- Born: July 16, 1920 Banja Luka
- Died: November 1994 (aged 74) Calgary
- Occupation: Anthropologist

= Vladimir Markotic (anthropologist) =

Croatian American anthropologist (1920–1994)

Vladimir Markotic (July 16, 1920 - November 1994) was a Croatian-American anthropologist, archaeologist and cryptozoologist.

==Biography==
Markotic was born in Banja Luka. He emigrated to the United States in 1947. He obtained his M.A. Anthropology from Indiana University Bloomington (1955) and a PhD in anthropology from Harvard University (1963). He was a research assistant at Indiana University and a teaching assistant for the Institute of East European Studies.

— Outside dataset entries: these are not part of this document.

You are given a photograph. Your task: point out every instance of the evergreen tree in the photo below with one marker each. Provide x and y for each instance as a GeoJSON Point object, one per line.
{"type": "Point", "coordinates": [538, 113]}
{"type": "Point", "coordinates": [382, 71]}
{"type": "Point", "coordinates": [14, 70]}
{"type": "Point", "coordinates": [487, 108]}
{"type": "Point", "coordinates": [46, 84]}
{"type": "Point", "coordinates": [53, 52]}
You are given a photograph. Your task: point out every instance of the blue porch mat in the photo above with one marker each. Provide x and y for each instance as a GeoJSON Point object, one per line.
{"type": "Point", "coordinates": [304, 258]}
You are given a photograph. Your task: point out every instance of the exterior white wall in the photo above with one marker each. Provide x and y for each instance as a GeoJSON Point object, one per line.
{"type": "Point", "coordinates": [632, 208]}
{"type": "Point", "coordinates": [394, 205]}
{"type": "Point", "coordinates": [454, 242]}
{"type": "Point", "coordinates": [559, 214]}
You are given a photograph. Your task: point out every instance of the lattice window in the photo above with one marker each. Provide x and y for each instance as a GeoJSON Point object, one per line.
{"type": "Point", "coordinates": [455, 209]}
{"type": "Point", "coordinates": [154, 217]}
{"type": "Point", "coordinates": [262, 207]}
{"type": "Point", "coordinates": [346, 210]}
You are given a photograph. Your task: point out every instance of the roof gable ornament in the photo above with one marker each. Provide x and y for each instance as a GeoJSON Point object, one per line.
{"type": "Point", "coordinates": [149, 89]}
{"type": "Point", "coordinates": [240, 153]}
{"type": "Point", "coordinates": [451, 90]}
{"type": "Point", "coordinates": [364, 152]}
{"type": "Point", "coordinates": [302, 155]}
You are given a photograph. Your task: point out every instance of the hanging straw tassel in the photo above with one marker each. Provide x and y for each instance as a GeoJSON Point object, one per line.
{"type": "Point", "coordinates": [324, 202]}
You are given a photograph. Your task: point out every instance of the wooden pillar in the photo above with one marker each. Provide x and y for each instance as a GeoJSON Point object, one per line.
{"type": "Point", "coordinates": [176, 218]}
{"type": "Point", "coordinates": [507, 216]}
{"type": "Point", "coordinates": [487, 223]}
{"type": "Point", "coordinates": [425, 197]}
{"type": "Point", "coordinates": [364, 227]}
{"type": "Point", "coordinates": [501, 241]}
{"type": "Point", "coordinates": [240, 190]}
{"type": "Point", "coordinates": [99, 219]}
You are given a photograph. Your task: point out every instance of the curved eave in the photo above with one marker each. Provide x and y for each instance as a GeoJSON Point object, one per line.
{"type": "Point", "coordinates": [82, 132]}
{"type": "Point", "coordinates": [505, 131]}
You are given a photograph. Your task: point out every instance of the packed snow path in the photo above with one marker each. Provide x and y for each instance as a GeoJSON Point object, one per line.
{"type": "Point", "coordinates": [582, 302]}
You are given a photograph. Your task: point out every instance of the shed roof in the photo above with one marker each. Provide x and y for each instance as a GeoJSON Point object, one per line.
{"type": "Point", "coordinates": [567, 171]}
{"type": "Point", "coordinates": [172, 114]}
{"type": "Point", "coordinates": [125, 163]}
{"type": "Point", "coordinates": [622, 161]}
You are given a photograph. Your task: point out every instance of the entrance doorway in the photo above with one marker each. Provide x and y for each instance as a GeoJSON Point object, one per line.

Markotic was a Fellow of the Peabody Museum of Archaeology and Ethnology at Harvard University and a Fellow of the American Anthropological Association.

In 1962, he became assistant professor of archaeology at Illinois State University and from 1969 was associate professor of archaeology at University of Calgary. He retired as Associate Professor Emeritus in 1986. He was a specialist in Old World Archaeology and took interest in the ethnology and linguistics pertaining to Bosnia and Croatia. Markotic died in Calgary, aged 74.

==Cryptozoology==
Markotic took interest in bigfoot and was a researcher in the field of cryptozoology, which has been criticized as pseudoscience. In 1984, he contributed a chapter to the book The Sasquatch and Other Unknown Hominoids, which he also edited with Grover Krantz. The book consists of 21 papers by a multitude of authors. It was negatively reviewed by Michael R. Dennett in the Skeptical Inquirer. Dennett commented that "The Sasquatch and Other Unknown Hominoids is bad science and, taken as a whole, bad writing... Until some real evidence comes to light there is no reason for anyone to take Sasquatch promoters seriously, especially if this book represents their best effort."

Anthropologist Kathleen J. Reichs wrote that the book failed to provide a scientifically rigour analysis of the physical evidence for unknown hominoids and is "riddled throughout with typographical and grammatical errors." She concluded that the book is unsatisfying from the point of view of physical anthropology but is worth reading for providing insight into non-mainstream interpretations of hominid evolution.

Biologist Debra A. Oleksiak commented that apart from a few exceptions "there is no critical evaluation of the sources and the accuracy of the data" and noted that many of the papers in the book "do not reflect an understanding of biological processes or evolutionary thinking".